Director: Celine Sciamma

Actors: Assa Sylla, Karidja Toura, Lindsay Karamoh, Marietou Toura

Release Date: Friday 8th May 2015

Genre(s): Drama

Running time: 113 minutes

I love it when movies do this, when the director takes time out and has a character listen to a song in its entirety. At one point in writer-director Céline Sciamma’s (Water Lillies, Tomboy) Girlhood, in a nothing bedroom scene, a girl puts on Rihanna’s Diamonds. She starts to dance. She’s joined by a friend, then another. A fourth watches from the bed, just enjoying seeing her three best buddies enjoy themselves. The whole four minutes is used too. I’m no fan of Rihanna or the song but everything just clicks for one perfect moment. Music, when used right, can say so much more than action or dialogue.

But this is no standout moment – Sciamma dots Girlhood with terrific scenes like this. The opening sequence has teenager Marieme (Karidja Touré) and friends return from football practice to their rundown estate; giddy and nattering, there’s a distinct change in tone as they approach boys who loom out of the shadows. The conversation stops. As they split up to go to their various blocks, Marieme is left alone to navigate the dangerous alleys. What a spine- tingling scene.
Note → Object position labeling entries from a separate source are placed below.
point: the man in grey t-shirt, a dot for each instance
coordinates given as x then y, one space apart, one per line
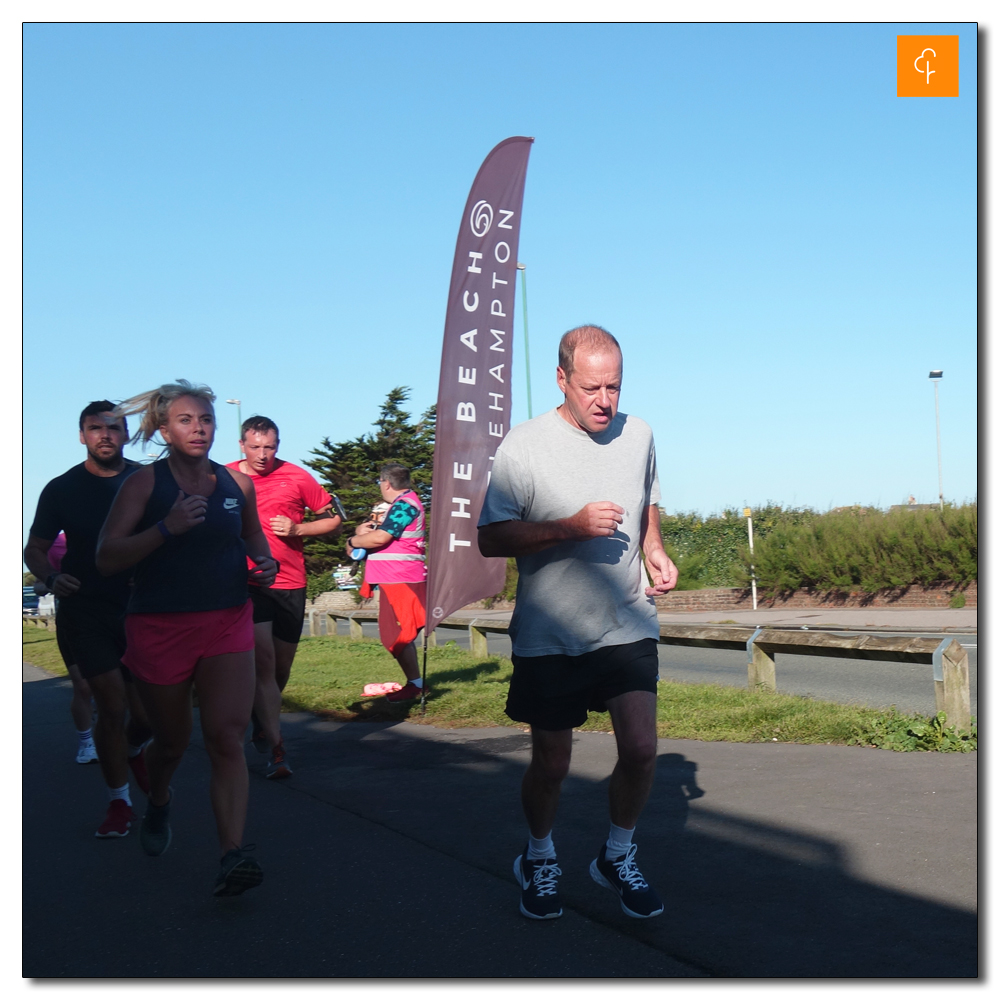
573 496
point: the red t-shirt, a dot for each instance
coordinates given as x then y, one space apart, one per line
286 490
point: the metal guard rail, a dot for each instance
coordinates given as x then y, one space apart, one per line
947 657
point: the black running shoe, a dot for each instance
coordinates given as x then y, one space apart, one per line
622 877
154 833
257 737
238 873
539 891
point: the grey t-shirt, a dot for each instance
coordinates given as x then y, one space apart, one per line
577 596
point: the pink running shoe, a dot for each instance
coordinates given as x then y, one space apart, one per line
374 690
117 821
At home, with her mother at work, she does what she can to protect her younger sisters from her bully of a brother. Refused graduation to high school because of bad grades, Marieme falls in with some bad girls, headed up by the feisty Lady (Sylla), and embarks on crusade of bullying, theft, and drugs.

But Marieme feels a sense of place with her new friends. Being a girl, black, from a rough neighbourhood, and into things girls aren’t supposed to (she plays American football, likes Fifa on the PS), it’s only in this tight friendship that she finally experiences what it’s like to be who she wants to be. Along the way Sciamma burrows under the skin of her heroine, showing what it can be to be a girl - the everyday fear and casual threats they experience; one scene sees a boy gets aggressive when a girl doesn’t say thanks when he says she’s pretty. It’s wonderful at times with Karidja Touré in a star-making turn.

Girlhood doesn’t have it all its own way, however. The gang, with their jackets and flick- knives, are a bit Rebel Without A Cause - You’re a square, daddio! – and for the last half hour the story falls off a cliff, rummaging about for a suitable ending and failing to find one.

But when it’s good Girlhood is beautiful. Like diamonds in the sky.